Systemic solutions and challenges
While helpful to many who access them, programs designed to improve mental health can bring their own set of issues if they assume that healing should come from within the mind, said Erika Szymanski, assistant professor of rhetoric and composition.
Szymanski points out that physical pressures like stress, disease and isolation materially affect “who” people become in many respects, including as reading and writing bodies. These external or environmental effects occur beyond the control of the individual, which makes finding a wellness solution difficult, if unlikely, within the affected mind.
She uses writing and mindfulness exercises as examples of practices that can inadvertently place the responsibility of mental health on the individual by seeking solutions separated from environmental causes of the problem.
“The problem is beyond you,” she said. “As creative people, we like to think we can write our way out or correct it ourselves, but admitting that the problem is environmental is important.”
Szymanski also points out that this dynamic cannot be attributed to any person or institution, but rather, is a result of historic work and learning system structures.
“A materialist and posthumanist lens on mental health might note that contemporary sciences and modern society have been teaching us for more than a century to separate information and material,” she said.
“As creative people, we like to think we can write our way out or correct it ourselves, but admitting that the problem is environmental is important.”
“None of this is to say that people shouldn’t use reading and writing to think about and to cope with tough times,” she said. “I’m doing plenty of that myself right now!

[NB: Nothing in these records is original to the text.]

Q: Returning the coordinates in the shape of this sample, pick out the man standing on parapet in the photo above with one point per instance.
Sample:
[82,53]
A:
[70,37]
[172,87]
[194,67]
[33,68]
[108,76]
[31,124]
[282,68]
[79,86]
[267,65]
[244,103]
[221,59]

“But, if we commit to moving away from trying to assess people on reflection or meta-cognition – what goes on inside their heads – and we move toward their capacities to be relationally effective – what they do to be responsible and effective participants in composing networks – then we also need to move away from the idea that individuals can or should use reflection to take responsibility for their own problems when those problems do not belong to them, but are a product of their circumstances.”
The longstanding wicked problem of mental health has reemerged as a societal focal point in the wake of COVID-19. The looming threat of illness and related mandates for sheltering in place have been sources of major disruption, causing students, faculty and staff to suddenly and drastically reevaluate and rebalance the dynamics of school, home, and work.
The individual and collective processes of reading, writing, and thinking that occurs in English courses and programs – in classrooms, workshops, and online – can provide the therapeutic means to navigate our own sense of who we are and what challenges we face as well as understand how our present circumstances are contributing to our well being.